Another examination conducted near this same time concluded the following: "I have known the soldier since June, 1890.He is afflicted with chronic hyperbolic rhinitis (inflammation of mucous membrane in the nose), granular pharyngitis (inflammation of Pharynx) and foetid ozoena (offensive order of mucosal crust). At times the odor is quite bad. There is also a soft varicocele (soft lump), medium size and painful and larger when following his occupation as a river pilot, (which necessitates his) turning (the ship’s) wheel and (being) compelled to maintain an erect position for hours. Hearing and heart impairments. Impaired vision - more so at night – hinder and incapacitate him when following his (steamboat pilot) employment.” As a final note the examining physician also added, “There is also a stiffening of the right shoulder in bad weather. He needs a federal exam." Based on such testimony, on some date which is not provided in available documents, Stephen’s pension was increased from six to eight dollars a month.
Still, even with all this medical talk about Stephen's inability to work being thrown about, when the census of 1900 found fifty three year old Stephen, Groveline and Hazel residing in Julien, Dubuque Co., IA, he claimed as his occupation "river pilot." Hard to keep an old soldier down...........
1905. Sometime during the first five years of the new 20th century Stephen and family departed Iowa and moved to the Puget Sound region of Washington State. As is often the case, what drew them to the region is not documented.
In the Pacific Northwest they were found living in or near the King County community of Kirkland located east of Seattle across Lake Washington. The now 58 year old Stephen was, again, seeking to increase his $8 per month pension stipend because of increasing health problems including affliction of his respiratory organs which was causing him to be short of breath, rheumatism and catarrh (infection.) Also noted were liver and kidney problems as well as poor hearing and poor eyesight. Available documents are silent as to whether or not an increase was granted.
The census for 1910 found the Shaws - Stephen 61 and Groveline, 62 - still residing in Kirkland. Under the household roof was daughter Hazel, but also a new born child. According to family sources, that child was Herbert E. Cartwright (b. 3/27/10 WA), the son of Hazel and her husband, Joseph Cartwright.
On 12/23/10, Groveline died of an undocumented cause or causes. She was buried in the Kirkland cemetery.

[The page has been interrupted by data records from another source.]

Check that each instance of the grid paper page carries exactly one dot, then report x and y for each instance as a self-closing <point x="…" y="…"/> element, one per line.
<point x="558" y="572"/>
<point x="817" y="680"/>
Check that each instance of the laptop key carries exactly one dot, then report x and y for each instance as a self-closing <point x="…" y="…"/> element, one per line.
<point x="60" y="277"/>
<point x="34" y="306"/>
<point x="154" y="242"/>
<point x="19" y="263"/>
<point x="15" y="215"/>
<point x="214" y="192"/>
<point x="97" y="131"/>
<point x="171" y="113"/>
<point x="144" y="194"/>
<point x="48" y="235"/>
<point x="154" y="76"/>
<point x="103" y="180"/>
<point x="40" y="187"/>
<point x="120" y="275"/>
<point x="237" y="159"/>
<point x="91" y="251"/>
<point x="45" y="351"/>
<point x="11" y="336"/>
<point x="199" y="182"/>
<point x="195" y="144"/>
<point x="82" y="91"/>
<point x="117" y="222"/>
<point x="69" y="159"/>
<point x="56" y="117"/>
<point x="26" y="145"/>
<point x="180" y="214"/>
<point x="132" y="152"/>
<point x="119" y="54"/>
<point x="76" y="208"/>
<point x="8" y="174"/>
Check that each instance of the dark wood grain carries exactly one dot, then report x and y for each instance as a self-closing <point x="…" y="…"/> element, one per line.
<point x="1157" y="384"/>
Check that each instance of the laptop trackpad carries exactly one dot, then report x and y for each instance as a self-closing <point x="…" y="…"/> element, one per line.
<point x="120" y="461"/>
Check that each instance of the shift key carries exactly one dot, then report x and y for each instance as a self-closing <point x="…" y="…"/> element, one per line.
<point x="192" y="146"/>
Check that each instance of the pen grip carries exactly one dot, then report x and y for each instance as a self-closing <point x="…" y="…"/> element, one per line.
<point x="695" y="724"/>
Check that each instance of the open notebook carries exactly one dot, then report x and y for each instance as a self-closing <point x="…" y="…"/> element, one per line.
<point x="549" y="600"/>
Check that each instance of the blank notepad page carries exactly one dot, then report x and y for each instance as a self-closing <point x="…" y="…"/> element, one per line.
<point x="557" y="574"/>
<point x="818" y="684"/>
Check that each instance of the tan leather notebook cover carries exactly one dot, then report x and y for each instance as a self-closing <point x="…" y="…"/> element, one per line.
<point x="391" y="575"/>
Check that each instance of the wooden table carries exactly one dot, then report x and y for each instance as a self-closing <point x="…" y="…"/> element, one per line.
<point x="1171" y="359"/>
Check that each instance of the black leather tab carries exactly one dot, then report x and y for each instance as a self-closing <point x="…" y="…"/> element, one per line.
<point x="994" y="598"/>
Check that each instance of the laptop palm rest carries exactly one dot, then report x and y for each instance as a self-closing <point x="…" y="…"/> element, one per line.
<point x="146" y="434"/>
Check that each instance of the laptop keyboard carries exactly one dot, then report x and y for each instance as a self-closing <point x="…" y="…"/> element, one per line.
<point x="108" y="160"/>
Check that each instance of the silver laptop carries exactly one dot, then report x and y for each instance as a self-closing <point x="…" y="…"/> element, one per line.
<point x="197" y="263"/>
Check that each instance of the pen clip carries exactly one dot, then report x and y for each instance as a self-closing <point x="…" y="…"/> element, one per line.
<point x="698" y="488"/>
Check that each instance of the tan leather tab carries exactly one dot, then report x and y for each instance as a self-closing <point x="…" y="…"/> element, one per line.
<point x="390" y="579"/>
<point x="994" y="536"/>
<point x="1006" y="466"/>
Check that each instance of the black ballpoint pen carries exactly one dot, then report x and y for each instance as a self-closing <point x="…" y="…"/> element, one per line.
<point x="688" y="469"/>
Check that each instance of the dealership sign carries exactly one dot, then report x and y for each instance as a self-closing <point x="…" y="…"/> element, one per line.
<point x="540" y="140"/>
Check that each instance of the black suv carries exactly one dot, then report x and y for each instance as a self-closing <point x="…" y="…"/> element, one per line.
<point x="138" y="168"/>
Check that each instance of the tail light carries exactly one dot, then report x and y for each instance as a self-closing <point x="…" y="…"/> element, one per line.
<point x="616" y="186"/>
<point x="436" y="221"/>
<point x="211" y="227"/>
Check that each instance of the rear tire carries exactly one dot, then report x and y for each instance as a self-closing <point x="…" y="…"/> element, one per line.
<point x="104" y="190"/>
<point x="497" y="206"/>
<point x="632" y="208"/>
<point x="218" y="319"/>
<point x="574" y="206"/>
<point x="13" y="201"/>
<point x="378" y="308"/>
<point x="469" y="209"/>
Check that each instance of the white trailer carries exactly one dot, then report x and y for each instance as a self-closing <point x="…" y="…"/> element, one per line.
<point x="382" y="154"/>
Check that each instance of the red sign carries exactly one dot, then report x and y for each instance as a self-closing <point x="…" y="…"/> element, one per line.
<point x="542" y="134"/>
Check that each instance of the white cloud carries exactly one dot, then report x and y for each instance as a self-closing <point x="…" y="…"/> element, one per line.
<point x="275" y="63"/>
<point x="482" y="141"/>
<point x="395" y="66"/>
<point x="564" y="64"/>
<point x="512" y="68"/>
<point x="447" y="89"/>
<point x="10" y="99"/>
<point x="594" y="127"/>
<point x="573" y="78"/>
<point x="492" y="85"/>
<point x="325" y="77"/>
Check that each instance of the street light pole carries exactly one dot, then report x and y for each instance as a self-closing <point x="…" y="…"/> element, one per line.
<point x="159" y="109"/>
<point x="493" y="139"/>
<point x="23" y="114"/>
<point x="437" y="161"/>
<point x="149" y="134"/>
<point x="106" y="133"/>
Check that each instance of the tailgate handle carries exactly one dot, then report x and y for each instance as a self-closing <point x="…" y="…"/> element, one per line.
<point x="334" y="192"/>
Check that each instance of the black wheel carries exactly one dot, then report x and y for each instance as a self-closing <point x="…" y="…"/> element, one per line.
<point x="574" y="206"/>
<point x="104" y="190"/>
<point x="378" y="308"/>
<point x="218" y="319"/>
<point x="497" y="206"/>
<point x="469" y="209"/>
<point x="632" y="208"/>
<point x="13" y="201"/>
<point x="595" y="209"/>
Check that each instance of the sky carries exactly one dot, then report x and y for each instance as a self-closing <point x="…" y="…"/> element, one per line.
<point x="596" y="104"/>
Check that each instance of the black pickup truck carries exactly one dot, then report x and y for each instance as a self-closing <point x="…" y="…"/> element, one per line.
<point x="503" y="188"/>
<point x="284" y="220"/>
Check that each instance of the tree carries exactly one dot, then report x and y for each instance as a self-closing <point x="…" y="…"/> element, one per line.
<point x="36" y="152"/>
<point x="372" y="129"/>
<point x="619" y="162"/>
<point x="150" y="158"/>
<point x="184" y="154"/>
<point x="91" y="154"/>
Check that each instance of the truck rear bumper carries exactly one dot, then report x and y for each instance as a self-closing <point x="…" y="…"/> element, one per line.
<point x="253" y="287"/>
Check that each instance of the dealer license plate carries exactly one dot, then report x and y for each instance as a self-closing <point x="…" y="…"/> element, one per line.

Stephen did not live long after Groveline's passing. On 1/11/11 he took ill. He required care and attention until death which visited him on 2/26/11. The cause of his passing was listed as apoplexy (stroke) and heart congestion. He was buried in the Kirkland cemetery beside Groveline.
Following Stephen's death relatives petitioned the U.S. Government in an attempt to recoup all or a portion of his funeral and burial expenses. On 9/14/11 $14.11 was reimbursed to the family.........So concludes another Civil War veteran's life story.